Keşkül: Sadece Tatlı Mı?
Keşkül, tasavvuf kültürünün derinliklerinde yer alan, dervişlerin ruhsal yolculuklarının sembolü haline gelmiş bir obje aslında.
Türk Dil Kurumu keşkülü şöyle açıklıyor:
- isim, Üstüne dövülmüş fıstık ve Hindistan cevizi dökülen bir tür süt tatlısı; keşkülüfukara.
- isim, eskimiş, Gezici bazı dervişlerin ve dilencilerin ellerinde tuttukları, Hindistan cevizi kabuğundan, metalden veya abanozdan yapılmış dilenci çanağı.
Bu yazımızda daha çok 2.ve eskimiş olan “tas” anlamında kullanımı üzerine duracağız. Bu sıradan bir tas değil ,bir dönemi ve düşünsel evrimi simgeliyor.
Kelime etimolojisine bakıldığında ise keşkül kelimesi Farsçadaki “keşkûl” (کشكول) kelimesinden türetilmiştir ve bu kelime “çanak”, “kab” ya da “fukara tası” anlamına gelir. Arapçaya “fakir” (فَقير) olarak geçmiş, Türkçeye de “fukara çanağı” ya da “yoksul çanağı” olarak yerleşmiştir. Tasavvufî anlamda ise, keşkül, yalnızca bir dilenme aracı değil, bir mürit için önemli bir manevi eğitim aracıdır.
Keşkül, ilk olarak Hindistan’dan İslam dünyasına geliyor. Hint kültüründe, dilenme bir meslekken, İslam’da genellikle hoş karşılanmıyor; fakat tasavvuf dervişleri, nefislerinin kibrinden arınmak için bunu bir araç olarak görüyorlar.

Farklı materyallerden yapılan keşküller, tasavvufî öğretilerin ve tarikatların farklı kültürel bağlamlarıyla şekillenmiştir. Ahşap, metal, cam, hatta Hindistan cevizi kullanılarak yapılan keşküller, biçim açısından da farklılık gösterir. Dışa çekik, içe çekik ya da düz ağızlı, yuvarlak, halka dipli ya da oval gövdeli örnekler, her biri kendi anlamını ve işlevini taşır. Keşkül, zamanla dervişlerin yalnızca dilenme aracı olmaktan çıkıp, su içme kabı, yemek koyma tası ya da para kutusu gibi farklı işlevlerle de kullanılmıştır. Bir bakıma, dervişin günlük yaşamının her anında yanında taşıdığı manevi anlamlar yüklü bir nesne haline gelmiştir.

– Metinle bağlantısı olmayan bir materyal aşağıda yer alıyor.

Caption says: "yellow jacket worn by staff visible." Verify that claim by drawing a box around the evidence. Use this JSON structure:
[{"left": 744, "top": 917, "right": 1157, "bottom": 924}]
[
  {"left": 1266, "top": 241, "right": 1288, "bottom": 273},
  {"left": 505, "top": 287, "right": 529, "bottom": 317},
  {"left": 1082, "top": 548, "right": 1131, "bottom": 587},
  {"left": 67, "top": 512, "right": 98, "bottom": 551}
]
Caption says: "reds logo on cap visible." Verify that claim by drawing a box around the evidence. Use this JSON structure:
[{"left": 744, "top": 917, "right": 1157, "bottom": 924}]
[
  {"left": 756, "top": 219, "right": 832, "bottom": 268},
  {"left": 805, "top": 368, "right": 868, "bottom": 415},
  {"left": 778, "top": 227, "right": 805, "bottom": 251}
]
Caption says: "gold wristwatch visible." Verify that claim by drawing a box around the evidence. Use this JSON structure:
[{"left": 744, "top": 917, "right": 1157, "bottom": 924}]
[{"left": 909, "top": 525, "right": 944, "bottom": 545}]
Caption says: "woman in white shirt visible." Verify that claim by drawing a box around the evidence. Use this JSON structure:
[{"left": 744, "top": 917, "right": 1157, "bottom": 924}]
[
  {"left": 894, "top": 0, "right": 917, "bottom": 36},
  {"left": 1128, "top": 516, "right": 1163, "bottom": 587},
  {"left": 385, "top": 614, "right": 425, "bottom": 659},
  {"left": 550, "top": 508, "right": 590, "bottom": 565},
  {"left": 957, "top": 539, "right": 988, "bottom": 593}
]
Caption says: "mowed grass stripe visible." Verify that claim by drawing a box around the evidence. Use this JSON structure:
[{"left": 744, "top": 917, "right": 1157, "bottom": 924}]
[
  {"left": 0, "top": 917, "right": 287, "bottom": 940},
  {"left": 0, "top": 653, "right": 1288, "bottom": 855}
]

Keşkülün sembolik anlamı ise çok daha derindir. Derviş, keşkülünü eline aldığında, kendi içsel yolculuğuna başlamış olur. Bu bir bakıma, maddi dünyayı bir kenara bırakıp, manevi yolculuğa çıkma kararıdır. İslamî tasavvufta, dilencilik çoğu zaman bir zorunluluk değil, bir arınma aracıdır. Tasavvufî düşüncede, müritler keşkül ile dilenerek, nefsani arzularından sıyrılır ve Allah’a olan kulluklarını pekiştirirler. Keşkül aynı zamanda dervişin dış dünyaya karşı olan tepkisini de simgeler: Ne tam olarak dilenir, ne de istemez; ama isterken de bir sevgi ve tevazu barındırır.

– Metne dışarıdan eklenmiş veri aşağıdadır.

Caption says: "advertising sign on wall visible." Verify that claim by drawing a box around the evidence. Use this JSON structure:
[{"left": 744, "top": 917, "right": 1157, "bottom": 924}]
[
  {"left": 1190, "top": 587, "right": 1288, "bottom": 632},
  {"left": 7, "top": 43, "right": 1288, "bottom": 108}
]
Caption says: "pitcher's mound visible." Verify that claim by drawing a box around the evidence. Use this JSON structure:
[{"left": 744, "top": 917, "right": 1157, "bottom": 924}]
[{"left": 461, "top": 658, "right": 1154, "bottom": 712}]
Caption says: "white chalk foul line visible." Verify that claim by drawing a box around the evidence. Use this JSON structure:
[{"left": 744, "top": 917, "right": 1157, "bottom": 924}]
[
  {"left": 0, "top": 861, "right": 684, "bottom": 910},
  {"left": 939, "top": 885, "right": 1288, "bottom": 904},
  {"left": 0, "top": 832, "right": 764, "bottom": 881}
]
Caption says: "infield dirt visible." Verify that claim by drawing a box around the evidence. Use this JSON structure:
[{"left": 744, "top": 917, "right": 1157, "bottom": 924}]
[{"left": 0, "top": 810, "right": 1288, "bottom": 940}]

Keşkülün en çok bilinen örneklerinden biri, Kaygusuz Abdal’ın keşkülüne dair anlatılan bir rivayettir. Kaygusuz Abdal, Mısır sultanından bir dilek istemiş ve keşkülünü pirinçle doldurmasını istemiştir. Sultan bu isteği yerine getirirken, keşkül bir türlü dolmaz. Rivayete göre, keşkül ancak Kaygusuz Abdal’ın şeyhine, “yeter” demesiyle dolmuştur.
Bugün sizlerle paylaşmak istediklerim bu kadar, hepinize sağlıklı günler diliyorum.